Hochwassergefahr im Osten: Dauerregen lässt Wasserstände steigen
zuletzt aktualisiert: 27.09.2010 - 17:23Dresden (RPO). Wegen der seit Samstag anhaltenden Niederschläge ist die Hochwassergefahr in Teilen Ostdeutschlands gestiegen. Nach dem Dauerregen sei der Pegel einiger Flüsse in Sachsen erhöht. Im Landkreis Görlitz und in Zittau gelte bereits die Alarmstufe 3, sagte eine Sprecherin des Landeshochwasserzentrums am Montag in Dresden. Besonders betroffen seien die Flussgebiete östlich der Elbe. Den Angaben zufolge kann jedoch nicht ausgeschlossen werden, dass sich die Hochwassergefahr auf ganz Sachsen ausweitet.

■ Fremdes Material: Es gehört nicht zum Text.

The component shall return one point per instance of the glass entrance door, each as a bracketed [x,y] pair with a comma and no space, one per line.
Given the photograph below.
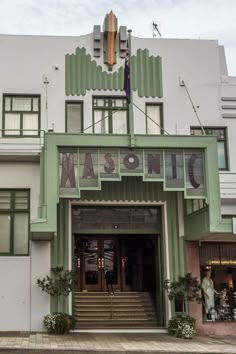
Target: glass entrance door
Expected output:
[97,262]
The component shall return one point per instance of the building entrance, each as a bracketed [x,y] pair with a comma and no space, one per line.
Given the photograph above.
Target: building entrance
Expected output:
[115,263]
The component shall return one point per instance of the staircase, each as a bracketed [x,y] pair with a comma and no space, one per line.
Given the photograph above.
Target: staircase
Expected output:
[123,310]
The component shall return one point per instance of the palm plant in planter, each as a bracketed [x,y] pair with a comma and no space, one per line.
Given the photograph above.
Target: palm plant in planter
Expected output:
[186,288]
[58,284]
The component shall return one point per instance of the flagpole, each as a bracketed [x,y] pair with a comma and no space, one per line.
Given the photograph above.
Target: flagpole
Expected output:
[131,113]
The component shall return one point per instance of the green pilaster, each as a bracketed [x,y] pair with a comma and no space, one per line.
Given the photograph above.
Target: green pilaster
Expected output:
[60,252]
[82,73]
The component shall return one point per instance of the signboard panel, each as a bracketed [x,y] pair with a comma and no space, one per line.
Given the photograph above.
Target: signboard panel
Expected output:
[179,169]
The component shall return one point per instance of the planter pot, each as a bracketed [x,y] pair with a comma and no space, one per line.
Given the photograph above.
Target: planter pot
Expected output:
[182,326]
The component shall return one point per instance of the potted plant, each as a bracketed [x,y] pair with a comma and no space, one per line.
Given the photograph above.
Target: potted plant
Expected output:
[186,288]
[58,284]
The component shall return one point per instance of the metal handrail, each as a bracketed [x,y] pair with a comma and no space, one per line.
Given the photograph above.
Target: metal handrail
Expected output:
[18,142]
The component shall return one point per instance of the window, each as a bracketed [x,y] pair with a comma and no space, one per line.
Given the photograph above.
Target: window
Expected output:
[21,115]
[154,118]
[221,135]
[14,221]
[74,116]
[110,115]
[219,261]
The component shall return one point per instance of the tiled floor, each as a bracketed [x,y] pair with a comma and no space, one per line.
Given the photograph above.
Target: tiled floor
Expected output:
[113,343]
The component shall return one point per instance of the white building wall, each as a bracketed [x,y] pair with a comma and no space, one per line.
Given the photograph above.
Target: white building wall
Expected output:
[22,303]
[15,293]
[26,61]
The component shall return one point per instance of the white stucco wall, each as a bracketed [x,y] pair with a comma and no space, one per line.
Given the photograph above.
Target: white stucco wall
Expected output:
[22,303]
[15,294]
[26,61]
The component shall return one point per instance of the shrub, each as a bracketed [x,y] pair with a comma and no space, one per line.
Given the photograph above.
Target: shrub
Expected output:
[59,323]
[182,326]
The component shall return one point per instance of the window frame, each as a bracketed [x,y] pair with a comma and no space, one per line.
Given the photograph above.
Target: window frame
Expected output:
[21,130]
[77,102]
[224,140]
[160,104]
[109,108]
[11,212]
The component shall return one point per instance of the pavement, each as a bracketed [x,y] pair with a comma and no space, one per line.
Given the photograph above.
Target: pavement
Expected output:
[114,343]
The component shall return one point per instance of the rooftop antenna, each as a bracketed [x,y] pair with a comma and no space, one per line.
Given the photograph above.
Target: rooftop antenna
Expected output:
[155,30]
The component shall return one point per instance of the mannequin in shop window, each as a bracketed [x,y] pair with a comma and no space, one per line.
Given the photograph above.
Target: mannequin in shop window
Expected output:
[209,293]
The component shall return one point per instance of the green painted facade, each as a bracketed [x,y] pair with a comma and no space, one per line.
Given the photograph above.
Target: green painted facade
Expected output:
[53,211]
[47,222]
[82,74]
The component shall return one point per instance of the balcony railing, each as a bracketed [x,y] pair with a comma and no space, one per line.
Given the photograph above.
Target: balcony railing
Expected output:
[22,142]
[228,185]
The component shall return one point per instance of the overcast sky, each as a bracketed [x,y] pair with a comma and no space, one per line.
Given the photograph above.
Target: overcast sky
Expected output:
[204,19]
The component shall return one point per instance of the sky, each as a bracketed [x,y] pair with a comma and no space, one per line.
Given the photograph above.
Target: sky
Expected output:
[193,19]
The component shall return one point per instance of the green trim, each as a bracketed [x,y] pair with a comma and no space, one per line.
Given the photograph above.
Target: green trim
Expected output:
[60,252]
[82,73]
[224,140]
[161,115]
[53,141]
[111,110]
[81,103]
[21,129]
[11,212]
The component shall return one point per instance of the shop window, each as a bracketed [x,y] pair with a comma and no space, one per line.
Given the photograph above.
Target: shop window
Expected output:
[21,116]
[218,273]
[110,115]
[14,221]
[154,119]
[74,116]
[221,134]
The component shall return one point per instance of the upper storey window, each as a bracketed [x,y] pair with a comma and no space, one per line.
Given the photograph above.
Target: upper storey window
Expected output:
[21,115]
[221,134]
[154,118]
[74,116]
[110,115]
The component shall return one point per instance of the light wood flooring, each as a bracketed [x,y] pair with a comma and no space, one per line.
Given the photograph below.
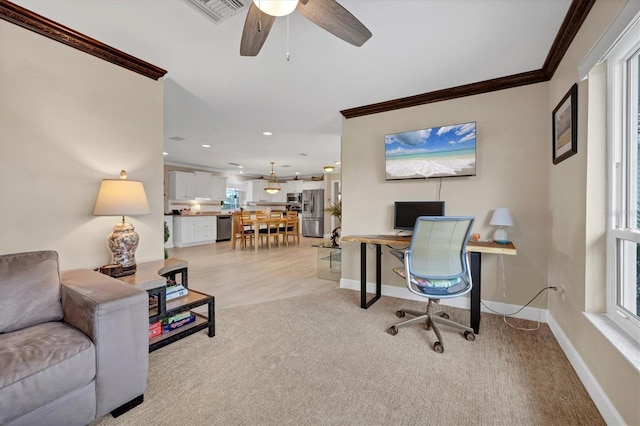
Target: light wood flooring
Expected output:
[244,277]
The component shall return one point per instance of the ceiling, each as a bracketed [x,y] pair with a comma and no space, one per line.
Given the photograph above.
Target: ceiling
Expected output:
[215,97]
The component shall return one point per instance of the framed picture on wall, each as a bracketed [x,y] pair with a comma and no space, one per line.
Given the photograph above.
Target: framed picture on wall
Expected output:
[565,126]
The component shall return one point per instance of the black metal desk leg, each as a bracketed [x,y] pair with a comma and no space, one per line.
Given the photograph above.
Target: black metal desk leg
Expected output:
[378,272]
[364,304]
[476,262]
[212,318]
[363,275]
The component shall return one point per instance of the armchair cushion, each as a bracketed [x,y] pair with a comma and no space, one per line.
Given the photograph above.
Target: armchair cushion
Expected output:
[29,289]
[41,364]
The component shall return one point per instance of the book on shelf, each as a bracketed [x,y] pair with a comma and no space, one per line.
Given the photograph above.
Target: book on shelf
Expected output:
[176,317]
[177,324]
[176,291]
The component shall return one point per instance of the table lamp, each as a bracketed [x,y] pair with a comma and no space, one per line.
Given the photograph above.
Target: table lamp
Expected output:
[122,197]
[501,217]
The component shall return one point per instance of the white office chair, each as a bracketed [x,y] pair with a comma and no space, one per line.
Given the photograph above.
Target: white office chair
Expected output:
[437,267]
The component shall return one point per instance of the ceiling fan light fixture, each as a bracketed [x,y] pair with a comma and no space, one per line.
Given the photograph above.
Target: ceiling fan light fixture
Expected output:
[273,186]
[276,7]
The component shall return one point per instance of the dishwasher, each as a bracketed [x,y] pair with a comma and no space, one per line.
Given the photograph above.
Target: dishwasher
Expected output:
[223,228]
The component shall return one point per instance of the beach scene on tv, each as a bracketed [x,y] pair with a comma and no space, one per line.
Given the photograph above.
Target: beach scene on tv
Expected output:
[434,152]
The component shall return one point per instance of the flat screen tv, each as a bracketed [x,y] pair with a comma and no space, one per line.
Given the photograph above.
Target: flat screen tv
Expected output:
[431,153]
[405,213]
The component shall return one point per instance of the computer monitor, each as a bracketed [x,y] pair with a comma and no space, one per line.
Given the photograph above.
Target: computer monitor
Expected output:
[405,213]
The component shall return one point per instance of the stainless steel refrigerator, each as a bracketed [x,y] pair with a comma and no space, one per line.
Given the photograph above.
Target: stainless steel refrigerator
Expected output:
[313,213]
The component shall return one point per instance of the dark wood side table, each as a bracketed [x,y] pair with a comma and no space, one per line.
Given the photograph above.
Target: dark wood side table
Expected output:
[152,277]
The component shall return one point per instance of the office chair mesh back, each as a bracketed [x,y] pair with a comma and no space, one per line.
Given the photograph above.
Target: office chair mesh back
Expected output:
[436,267]
[438,247]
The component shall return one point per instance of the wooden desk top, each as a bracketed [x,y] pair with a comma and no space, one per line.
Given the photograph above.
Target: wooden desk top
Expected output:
[472,246]
[148,276]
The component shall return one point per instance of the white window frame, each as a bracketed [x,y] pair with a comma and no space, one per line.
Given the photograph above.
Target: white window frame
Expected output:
[622,172]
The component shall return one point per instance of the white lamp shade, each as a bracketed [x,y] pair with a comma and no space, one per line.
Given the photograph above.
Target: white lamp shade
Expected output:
[276,7]
[501,217]
[121,197]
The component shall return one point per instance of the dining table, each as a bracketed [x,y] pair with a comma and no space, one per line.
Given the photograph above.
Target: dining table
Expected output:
[272,225]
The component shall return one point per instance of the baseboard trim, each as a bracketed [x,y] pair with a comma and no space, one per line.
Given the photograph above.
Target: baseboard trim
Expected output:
[598,395]
[608,411]
[532,314]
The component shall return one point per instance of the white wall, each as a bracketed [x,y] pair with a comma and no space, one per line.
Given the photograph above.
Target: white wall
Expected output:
[558,210]
[67,121]
[513,153]
[577,204]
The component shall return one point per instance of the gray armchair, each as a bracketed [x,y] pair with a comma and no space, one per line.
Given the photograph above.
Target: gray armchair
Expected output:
[73,347]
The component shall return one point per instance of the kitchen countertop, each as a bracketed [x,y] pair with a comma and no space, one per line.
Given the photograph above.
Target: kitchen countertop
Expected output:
[201,214]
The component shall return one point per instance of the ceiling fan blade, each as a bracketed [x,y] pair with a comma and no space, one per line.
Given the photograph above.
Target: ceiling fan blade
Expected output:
[334,18]
[255,32]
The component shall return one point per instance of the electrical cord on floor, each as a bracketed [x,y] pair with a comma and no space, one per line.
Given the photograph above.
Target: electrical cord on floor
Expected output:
[504,316]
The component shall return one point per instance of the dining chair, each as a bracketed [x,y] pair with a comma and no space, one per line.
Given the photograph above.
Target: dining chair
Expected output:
[241,230]
[291,227]
[267,226]
[436,266]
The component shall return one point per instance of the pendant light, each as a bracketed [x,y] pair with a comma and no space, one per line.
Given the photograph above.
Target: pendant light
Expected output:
[273,186]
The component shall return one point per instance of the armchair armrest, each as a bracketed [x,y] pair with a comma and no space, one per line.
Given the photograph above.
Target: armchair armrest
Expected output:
[115,316]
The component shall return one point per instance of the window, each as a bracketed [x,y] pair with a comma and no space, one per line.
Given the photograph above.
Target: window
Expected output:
[623,240]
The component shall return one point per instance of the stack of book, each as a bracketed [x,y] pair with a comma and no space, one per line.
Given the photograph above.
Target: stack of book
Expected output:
[177,321]
[176,290]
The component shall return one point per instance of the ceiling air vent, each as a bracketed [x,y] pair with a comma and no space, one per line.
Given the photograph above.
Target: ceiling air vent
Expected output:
[221,10]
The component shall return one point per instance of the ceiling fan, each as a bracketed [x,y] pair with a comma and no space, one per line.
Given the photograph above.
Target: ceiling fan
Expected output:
[327,14]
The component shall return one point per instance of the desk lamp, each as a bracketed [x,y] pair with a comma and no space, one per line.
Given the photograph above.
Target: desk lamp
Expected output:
[501,217]
[122,197]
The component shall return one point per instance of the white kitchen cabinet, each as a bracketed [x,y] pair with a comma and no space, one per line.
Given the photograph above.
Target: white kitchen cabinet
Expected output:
[218,188]
[313,184]
[194,230]
[294,186]
[182,185]
[203,184]
[255,190]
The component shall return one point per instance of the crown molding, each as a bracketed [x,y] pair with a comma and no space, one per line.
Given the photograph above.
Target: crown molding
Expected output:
[39,24]
[577,13]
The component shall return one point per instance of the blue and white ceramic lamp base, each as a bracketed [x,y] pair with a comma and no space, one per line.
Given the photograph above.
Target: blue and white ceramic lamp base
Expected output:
[501,236]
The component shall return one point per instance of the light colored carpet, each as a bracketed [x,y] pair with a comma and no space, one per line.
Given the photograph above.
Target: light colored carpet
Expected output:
[320,359]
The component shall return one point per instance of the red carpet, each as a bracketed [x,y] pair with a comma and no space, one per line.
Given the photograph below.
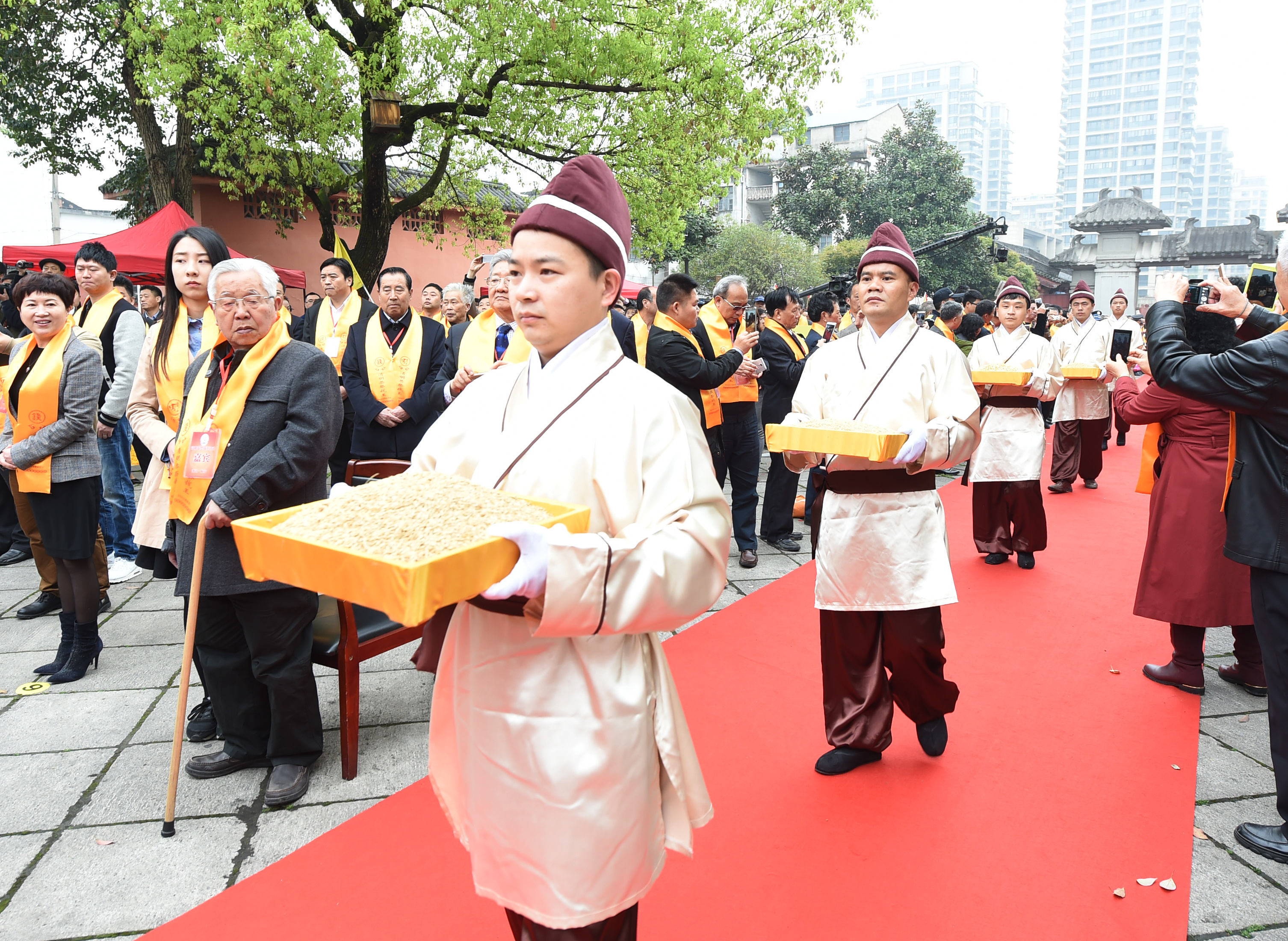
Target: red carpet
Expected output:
[1057,788]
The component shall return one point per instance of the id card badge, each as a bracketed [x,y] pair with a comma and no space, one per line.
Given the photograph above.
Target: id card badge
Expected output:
[203,456]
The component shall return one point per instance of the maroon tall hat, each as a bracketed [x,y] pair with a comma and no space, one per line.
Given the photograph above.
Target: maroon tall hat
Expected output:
[584,204]
[889,246]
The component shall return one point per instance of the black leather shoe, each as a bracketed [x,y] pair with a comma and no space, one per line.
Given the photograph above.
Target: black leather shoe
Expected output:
[845,758]
[1265,840]
[45,604]
[287,785]
[933,737]
[217,765]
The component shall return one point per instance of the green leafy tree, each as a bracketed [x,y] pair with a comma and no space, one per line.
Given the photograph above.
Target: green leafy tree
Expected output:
[818,194]
[763,256]
[918,182]
[674,95]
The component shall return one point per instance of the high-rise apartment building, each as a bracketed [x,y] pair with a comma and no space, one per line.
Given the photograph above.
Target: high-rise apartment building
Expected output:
[979,129]
[1128,110]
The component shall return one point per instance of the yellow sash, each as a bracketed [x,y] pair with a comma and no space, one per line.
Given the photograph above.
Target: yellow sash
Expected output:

Vor allem das aus Polen und Tschechien kommende Wasser sorge für steigende Pegel, sagte eine Sprecherin des Landratsamtes in Görlitz. Außerdem könne das auf Feldern und Wiesen stehende Wasser nicht abfließen, "weil der Boden keine Feuchtigkeit mehr aufnehmen kann". Die Feuerwehren wurden in Alarmbereitschaft versetzt. In Zittau seien Schlauchboote und Sandsäcke für den Ernstfall geordert worden. Sorgen bereite auch der teils heftige Wind. Umgestürzte Bäume an Gewässern könnten zusätzlich für Überschwemmung sorgen. Der Wetterdienst warnt ebenfalls vor Überflutungen von Straßen. Es könnten auch Erdrutsche auftreten.
In Zittau seien Schlauchboote und Sandsäcke für den Ernstfall geordert worden, sagte Sprecherin Marina Michel. Insgesamt hat der Landkreis nach eigenen Angaben 80.000 Sandsäcke vorrätig. Freiwillige kontrollierten zudem die nach dem Hochwasser Anfang August nur notdürftig reparieren Deiche. Die Lage sei aber nicht mit der bei der Flut vergleichbar. In Görlitz wurden am Montagnachmittag in der Lausitzer Neiße 3,64 Meter gemessen. Vor rund acht Wochen waren es mehr als sieben Meter.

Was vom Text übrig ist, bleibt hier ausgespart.